東日本大震災の教訓を踏まえ、議会の災害対応マニュアルと訓練について議論が行われた。宮代町、千曲市、諏訪市の各自治体が議会の災害対応規定と実践的な訓練について報告し、議長の役割、議員の安否確認、情報収集方法などが共有されました。タブレット端末導入後のデジタル化による効率化などについて、取手市議会において平成28年から実施している訓練の説明をいただきました。災害時にも議会が適切に機能できるよう、規定の整備と定期的な訓練の重要性を学びました。内容や方法を他議会と共有し、必要に応じて改善・周知を続けていまいります。
・防災マップの音声対応機能について
視覚障がいのある方々への配慮など防災マップの音声対応機能について議論が行われ、諏訪市で行っている、QRコードを活用した音声で情報を提供するシステムについて説明しました。
・議会の資質向上の取組について
議会の質向上と提言の取組について議論しました。

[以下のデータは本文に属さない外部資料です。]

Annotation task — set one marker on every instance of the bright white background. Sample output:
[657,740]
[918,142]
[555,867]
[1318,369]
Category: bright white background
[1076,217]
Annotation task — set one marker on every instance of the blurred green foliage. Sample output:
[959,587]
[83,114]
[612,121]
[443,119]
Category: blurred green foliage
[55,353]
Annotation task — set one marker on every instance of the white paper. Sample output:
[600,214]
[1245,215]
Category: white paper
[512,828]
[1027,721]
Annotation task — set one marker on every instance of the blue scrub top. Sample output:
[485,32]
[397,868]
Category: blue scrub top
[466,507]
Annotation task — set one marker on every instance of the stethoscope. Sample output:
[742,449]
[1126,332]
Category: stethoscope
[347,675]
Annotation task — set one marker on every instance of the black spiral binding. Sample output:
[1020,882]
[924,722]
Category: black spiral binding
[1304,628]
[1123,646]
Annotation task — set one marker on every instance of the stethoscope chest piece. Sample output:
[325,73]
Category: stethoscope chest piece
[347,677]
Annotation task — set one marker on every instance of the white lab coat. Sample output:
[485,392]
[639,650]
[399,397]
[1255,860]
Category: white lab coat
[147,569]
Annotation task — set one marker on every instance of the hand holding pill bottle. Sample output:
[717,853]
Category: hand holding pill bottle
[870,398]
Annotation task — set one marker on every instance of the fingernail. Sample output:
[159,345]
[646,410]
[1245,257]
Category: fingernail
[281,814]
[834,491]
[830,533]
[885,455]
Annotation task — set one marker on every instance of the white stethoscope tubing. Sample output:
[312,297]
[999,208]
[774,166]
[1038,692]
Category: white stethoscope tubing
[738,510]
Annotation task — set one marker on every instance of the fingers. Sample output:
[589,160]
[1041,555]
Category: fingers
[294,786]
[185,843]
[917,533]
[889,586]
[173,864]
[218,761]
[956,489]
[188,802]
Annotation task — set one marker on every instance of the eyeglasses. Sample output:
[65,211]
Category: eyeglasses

千曲市の議員は、議会の質を向上させ、よりしっかりした提言を行政に提出する必要性を強調し、議会広報モニターの導入や委員会での議論の活性化を例に挙げられました。諏訪市議会からは、常任委員会において行政視察を通じて提言を準備していることを説明し、議会の提言プロセスの進展について報告しました。
・議会行政視察体制強化の提案について
議会の行政視察については、委員会ごとに目標を設定し、委員長がリーダーシップを担うことで議会全体の協力体制を強化することを提案しました。委員会の構成変化に合わせて早期に視察テーマを決定し、予算制約のある場合のオンライン参加や分割視察の方法について提案があり、岩崎アドバイザーから、リモート視察の活用や議員派遣制度の効果的な利用を推奨されました。現在の手法を少しずつ改善し、1年間の試行後に結果を検証することとしました。